Frauen ohne Bewilligung waren mehrheitlich als Drogenkurierinnen tätig. Von den Männern dieser Gruppe war gut ein Drittel (bzw. ein Viertel aller ausländischen Strafgefangenen) vor der Inhaftierung als Asylsuchende registriert. Auch sie werden in der Regel nach der Entlassung zur Ausreise verpflichtet. Personen mit schweren Delikten werden selbst dann, wenn eine Aufenthalts- oder eine Niederlassungsbewilligung vorliegt, meist ausgewiesen.

Resozialisierung stösst an Grenzen

Die Strafanstalten sehen sich bei der Umsetzung des gesetzlich verankerten Resozialisierungsauftrags bei Strafgefangenen, die die Schweiz verlassen müssen, vor besondere Schwierigkeiten gestellt. Einerseits ist eine schrittweise Wiedereingliederung durch Hafturlaub oder durch Arbeit ausserhalb der Anstalt verbaut, andererseits ist es praktisch unmöglich, eine Wiedereingliederung im Herkunftsland zu unterstützen. Der Schwerpunkt der Resozialisierungsbemühungen verschiebt sich daher von einer auf die Schweiz ausgerichteten gesellschaftlichen (Re-) Integration hin zu einem Modell der Integration ins Anstaltsleben. Dabei stehen Arbeit, schulische bzw. berufliche Bildung sowie Persönlichkeitsbildung (z.B. Auseinandersetzung mit der eigenen Biografie, Erlernen sozialer Umgangsformen) im Vordergrund. Bildungsaktivitäten, vertiefte sozialarbeiterische und psychologische Bemühungen werden allerdings nicht selten durch Kommunikationsprobleme behindert.

Freiräume und Sicherheit

Trotz beträchtlicher Erfahrung im Umgang mit heterogenen Insassengruppen bleiben die sich wandelnde Zusammensetzung, die vielen Sprachen sowie die unterschiedlichen religiösen Praktiken und Ernährungsgewohnheiten eine ständige Herausforderung für die Gefängnisse. Verschiedene Anpassungen sind diesbezüglich bereits in die Wege geleitet worden. So ist heute zum Beispiel die Betreuung durch nichtchristliche Seelsorgende, das Einhalten von religiösen Geboten sowie der Kauf von Lebensmitteln, die nicht zum typisch schweizerischen Menuplan zählen, möglich. Allerdings sind dem Gewähren von Freiräumen kultureller, religiöser und sozialer Art im geschlossenen Strafvollzug aufgrund der strengen Sicherheitsvorschriften enge Grenzen gesetzt.

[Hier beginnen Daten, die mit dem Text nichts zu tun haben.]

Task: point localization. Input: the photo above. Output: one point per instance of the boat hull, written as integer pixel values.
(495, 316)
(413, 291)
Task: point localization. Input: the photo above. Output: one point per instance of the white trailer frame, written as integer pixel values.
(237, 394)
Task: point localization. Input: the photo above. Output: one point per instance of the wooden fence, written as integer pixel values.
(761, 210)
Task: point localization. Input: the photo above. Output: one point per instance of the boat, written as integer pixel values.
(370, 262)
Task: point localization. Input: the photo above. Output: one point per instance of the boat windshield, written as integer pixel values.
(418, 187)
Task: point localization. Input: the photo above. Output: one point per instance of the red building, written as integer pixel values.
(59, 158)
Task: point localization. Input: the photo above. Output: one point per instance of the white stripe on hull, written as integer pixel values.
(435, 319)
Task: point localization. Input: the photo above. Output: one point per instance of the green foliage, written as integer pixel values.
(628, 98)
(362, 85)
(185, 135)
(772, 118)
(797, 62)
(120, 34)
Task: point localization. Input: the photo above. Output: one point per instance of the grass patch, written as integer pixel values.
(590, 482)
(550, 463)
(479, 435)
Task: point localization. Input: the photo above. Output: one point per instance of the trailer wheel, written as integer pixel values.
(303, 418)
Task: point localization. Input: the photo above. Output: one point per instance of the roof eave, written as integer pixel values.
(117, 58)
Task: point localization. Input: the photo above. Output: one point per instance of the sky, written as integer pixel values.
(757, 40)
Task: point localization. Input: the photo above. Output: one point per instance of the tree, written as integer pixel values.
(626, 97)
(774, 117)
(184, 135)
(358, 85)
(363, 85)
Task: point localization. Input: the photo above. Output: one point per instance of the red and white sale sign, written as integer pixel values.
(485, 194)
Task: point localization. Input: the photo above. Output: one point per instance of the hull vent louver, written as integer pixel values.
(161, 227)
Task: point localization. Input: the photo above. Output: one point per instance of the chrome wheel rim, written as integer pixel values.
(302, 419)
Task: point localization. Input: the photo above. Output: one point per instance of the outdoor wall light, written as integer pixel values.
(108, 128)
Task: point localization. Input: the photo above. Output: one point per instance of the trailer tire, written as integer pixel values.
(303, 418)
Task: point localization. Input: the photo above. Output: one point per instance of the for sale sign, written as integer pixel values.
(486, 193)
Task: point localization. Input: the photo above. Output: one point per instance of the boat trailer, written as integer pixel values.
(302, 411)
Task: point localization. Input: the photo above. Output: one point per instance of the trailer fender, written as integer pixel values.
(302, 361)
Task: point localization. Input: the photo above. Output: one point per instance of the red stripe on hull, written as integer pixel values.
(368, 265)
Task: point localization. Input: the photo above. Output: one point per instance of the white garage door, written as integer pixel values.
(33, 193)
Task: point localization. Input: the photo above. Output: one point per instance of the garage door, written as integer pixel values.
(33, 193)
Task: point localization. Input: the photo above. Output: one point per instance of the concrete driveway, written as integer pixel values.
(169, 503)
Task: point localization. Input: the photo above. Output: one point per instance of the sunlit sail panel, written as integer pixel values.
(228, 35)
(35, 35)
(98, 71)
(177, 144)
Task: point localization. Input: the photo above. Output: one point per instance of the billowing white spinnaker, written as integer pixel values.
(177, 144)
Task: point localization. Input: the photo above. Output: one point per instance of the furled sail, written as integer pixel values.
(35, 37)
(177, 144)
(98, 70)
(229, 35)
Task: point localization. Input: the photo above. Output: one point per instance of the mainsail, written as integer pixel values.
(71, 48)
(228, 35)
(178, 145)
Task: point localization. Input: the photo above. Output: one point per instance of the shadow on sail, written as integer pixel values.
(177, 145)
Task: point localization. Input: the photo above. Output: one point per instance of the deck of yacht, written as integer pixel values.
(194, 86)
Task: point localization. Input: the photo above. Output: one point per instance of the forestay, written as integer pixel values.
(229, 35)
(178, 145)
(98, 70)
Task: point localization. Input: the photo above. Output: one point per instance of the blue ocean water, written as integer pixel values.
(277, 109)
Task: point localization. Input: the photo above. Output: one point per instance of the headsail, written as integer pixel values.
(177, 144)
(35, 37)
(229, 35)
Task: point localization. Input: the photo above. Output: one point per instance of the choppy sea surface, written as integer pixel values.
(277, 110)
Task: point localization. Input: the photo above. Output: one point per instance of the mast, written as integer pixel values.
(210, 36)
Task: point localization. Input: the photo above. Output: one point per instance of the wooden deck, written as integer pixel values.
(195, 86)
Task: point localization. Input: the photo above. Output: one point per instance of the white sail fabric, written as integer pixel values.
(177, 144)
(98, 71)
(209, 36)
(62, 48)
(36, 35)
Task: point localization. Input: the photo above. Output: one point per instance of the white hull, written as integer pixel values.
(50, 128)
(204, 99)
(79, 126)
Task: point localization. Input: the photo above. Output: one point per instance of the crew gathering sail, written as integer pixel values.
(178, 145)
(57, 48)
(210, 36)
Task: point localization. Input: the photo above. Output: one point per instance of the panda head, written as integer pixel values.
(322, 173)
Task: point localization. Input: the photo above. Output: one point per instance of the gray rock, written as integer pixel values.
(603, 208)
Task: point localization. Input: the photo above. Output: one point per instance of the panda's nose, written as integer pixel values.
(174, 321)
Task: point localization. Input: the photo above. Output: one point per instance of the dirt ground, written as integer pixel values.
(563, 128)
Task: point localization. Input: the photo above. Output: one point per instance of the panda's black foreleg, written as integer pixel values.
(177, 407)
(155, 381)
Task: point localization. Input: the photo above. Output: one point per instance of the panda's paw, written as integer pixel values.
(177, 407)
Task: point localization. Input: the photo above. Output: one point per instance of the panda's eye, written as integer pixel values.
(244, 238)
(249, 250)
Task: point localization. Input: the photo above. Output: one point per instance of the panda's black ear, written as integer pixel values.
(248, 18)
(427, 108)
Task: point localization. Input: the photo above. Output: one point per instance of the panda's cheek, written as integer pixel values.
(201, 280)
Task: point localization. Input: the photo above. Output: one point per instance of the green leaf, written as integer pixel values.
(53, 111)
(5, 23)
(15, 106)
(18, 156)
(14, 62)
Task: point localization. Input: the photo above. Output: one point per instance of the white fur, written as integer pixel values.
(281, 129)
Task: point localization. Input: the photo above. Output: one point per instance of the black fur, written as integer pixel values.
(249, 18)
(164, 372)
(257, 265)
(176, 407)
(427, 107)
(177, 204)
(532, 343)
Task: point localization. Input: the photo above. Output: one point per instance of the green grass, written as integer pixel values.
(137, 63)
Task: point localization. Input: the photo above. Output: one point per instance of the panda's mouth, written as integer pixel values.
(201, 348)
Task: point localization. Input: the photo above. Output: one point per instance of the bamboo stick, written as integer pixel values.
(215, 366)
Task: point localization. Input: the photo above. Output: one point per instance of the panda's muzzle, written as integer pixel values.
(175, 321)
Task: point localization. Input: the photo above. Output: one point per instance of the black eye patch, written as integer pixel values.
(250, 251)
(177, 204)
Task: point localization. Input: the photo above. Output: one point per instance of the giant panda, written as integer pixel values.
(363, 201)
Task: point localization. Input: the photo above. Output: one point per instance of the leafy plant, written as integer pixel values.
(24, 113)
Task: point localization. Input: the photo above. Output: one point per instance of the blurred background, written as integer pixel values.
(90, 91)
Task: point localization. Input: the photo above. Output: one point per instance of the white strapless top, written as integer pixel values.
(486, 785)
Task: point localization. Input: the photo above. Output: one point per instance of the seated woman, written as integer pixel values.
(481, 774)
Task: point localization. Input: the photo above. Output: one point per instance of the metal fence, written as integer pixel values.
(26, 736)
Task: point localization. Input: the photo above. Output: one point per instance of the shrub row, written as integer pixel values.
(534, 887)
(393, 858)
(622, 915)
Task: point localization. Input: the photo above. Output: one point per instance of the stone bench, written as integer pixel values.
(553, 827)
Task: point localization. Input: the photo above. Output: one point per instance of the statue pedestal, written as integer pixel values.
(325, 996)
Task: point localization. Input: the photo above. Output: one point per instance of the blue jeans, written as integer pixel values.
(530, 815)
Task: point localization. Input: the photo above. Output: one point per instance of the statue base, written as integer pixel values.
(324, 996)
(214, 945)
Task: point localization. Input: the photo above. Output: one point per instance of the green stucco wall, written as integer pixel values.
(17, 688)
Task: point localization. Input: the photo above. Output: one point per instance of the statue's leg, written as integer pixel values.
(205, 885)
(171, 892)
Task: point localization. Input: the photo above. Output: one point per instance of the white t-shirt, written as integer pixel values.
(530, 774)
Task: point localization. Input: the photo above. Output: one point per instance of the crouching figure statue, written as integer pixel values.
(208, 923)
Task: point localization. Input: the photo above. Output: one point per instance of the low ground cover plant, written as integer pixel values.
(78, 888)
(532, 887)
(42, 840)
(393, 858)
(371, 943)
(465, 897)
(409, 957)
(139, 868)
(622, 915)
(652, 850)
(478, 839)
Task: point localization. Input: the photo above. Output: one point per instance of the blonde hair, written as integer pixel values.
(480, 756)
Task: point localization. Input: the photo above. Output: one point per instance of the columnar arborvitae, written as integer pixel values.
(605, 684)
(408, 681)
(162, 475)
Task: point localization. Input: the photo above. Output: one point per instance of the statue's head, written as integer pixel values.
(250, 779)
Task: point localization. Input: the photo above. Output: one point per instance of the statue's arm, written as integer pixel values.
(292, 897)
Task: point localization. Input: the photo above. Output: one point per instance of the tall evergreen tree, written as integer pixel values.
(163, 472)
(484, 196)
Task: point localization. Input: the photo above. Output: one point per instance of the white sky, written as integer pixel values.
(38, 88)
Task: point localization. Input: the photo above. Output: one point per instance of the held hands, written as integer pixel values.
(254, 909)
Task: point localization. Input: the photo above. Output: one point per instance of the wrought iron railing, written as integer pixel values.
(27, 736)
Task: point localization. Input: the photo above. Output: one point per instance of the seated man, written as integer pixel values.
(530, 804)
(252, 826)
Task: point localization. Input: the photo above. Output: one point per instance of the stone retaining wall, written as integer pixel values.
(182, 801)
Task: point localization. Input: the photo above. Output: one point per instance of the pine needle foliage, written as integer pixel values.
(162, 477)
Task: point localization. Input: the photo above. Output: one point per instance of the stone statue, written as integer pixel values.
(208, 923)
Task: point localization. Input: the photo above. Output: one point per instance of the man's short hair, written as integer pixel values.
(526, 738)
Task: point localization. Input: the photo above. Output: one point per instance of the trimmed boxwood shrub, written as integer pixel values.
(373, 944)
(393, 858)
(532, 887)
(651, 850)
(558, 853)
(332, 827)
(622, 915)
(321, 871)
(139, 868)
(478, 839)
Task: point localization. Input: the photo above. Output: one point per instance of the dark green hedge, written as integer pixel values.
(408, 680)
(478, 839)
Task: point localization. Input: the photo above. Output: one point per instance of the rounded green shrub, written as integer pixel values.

Herausforderung Qualitätssicherung

In nächster Zeit ist kein Rückgang des hohen Ausländeranteils im geschlossenen Strafvollzug zu erwarten. Die am Projekt beteiligten Forschenden kommen deshalb zu dem Schluss, dass systematisch und gemeinsam mit den Strafvollzugspraktikern Instrumente entwickelt werden müssen, mit welchen die Strafanstalten Kommunikationsprobleme, Fragen des alltäglichen Zusammenlebens von Menschen unterschiedlichster Herkunft auf engem Raum sowie eine sinnvolle und qualitativ gleichwertige Vorbereitung aller Strafgefangenen auf die Zeit nach der Entlassung angehen können. Zu denken ist etwa an den Einsatz von Dolmetschern, an den Einbezug in Rückkehrprogramme und an eine individuelle Vollzugsplanung für alle Strafgefangenen.